Finance Minister Colm Imbert expected to have an answer late on Tuesday about whether or not it is legal or illegal for businesses to refuse to accept old $100 notes. Imbert told the Senate he was awaiting advice from two senior counsel on “whether you can compel somebody to take a particular note.”
Imbert was responding to questions from Opposition Senator Wade Mark. who asked what arrangements the government had put in place to address this problem. He said as Finance Minister, he would ask the Central Bank governor see what arrangements can be made for merchants who wish to turn in old notes close to the end of the year. “I am being advised, because it’s a bit of a complicated matter, but that is the plan,” he told the Senate.
Since the introduction of a new polymer $100 bill was announced last Thursday, some businesses have said they will not accept the old paper-based $100 bill because it was inconvenient. The new bills were made available from Tuesday through commercial banks. Customers arrived at banks from early on Tuesday morning, with long queues extending well beyond branch doors. Mark, in his supplemental question, specificially asked if it was legal or illegal for businesses to refuse notes offered.
“Can businesses automatically, whimsically refuse $100 bills?” The exisiting cloth/paper note is legal tender, Imbert said, and will be until December 31. Legal tender, as defined by the Oxford English Dictionary, refers to coins or banknotes that must be accepted if offered in payment of a debt. “The issue is whether in a private transaction, because it’s a transaction between two private parties, whether you can compel somebody to take a particular note. For example, a person may not have change.

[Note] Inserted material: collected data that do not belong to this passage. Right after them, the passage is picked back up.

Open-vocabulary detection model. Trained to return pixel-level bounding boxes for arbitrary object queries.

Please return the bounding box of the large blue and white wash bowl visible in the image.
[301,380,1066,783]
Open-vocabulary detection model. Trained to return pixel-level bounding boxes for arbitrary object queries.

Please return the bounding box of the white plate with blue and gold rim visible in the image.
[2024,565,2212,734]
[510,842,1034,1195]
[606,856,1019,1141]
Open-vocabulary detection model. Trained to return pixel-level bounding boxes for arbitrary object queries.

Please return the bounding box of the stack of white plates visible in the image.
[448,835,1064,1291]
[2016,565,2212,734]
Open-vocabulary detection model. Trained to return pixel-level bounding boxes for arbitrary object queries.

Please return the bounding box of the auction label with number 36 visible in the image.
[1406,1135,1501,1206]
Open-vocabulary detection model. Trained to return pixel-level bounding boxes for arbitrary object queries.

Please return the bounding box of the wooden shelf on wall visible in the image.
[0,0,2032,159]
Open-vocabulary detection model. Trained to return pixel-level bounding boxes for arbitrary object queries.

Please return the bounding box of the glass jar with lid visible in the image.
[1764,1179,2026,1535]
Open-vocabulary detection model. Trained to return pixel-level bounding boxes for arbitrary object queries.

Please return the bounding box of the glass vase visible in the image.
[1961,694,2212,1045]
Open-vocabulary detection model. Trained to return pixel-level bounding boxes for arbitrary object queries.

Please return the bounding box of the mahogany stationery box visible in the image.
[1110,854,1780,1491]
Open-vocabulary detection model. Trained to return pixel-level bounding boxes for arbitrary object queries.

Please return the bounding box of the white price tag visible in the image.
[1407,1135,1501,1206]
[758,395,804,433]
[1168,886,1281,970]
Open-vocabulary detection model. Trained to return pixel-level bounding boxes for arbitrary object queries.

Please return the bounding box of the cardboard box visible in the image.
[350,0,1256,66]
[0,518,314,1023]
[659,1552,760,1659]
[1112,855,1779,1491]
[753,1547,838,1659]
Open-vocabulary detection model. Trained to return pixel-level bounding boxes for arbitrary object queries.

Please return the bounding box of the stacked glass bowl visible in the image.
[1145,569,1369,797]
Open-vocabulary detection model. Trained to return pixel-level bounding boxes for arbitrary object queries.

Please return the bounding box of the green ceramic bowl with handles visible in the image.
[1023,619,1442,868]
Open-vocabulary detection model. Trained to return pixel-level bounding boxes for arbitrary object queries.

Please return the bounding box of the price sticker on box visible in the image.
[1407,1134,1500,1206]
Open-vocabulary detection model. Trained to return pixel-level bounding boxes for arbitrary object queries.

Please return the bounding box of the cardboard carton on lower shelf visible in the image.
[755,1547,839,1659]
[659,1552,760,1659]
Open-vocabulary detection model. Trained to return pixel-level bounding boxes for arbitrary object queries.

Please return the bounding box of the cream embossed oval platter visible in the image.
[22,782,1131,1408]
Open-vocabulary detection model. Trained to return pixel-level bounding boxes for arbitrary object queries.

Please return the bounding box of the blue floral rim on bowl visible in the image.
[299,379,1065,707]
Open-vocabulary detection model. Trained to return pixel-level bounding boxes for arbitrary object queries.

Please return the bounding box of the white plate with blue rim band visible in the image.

“I am being advised and I think I will receive proper legal advice later in the afternoon,” Imbert said. He said the two senior counsel will advise based on other jusridictions which have engaged in demonetisation (removing a currency from circulation). “But I want to stress it is a private transaction between a private individual and we have to look at that and see.” He also noted the Attorney General advises the government on legal matters. “I don’t want to step out of my crease and give a definitive answer at this point in time,” he said.
Newsday contacted the Office of the Financial Ombudsman, which said refusing legal tender was “incorrect,” and while that office dealt with complaints from the public aboutfinancial institutions, suggesed any complaint or query should be taken to the Consumer Affairs Division or a chamber of commerce. The Consumer Affairs Division, a unit of the Ministry of Trade, did not immediately respond to a request for comment.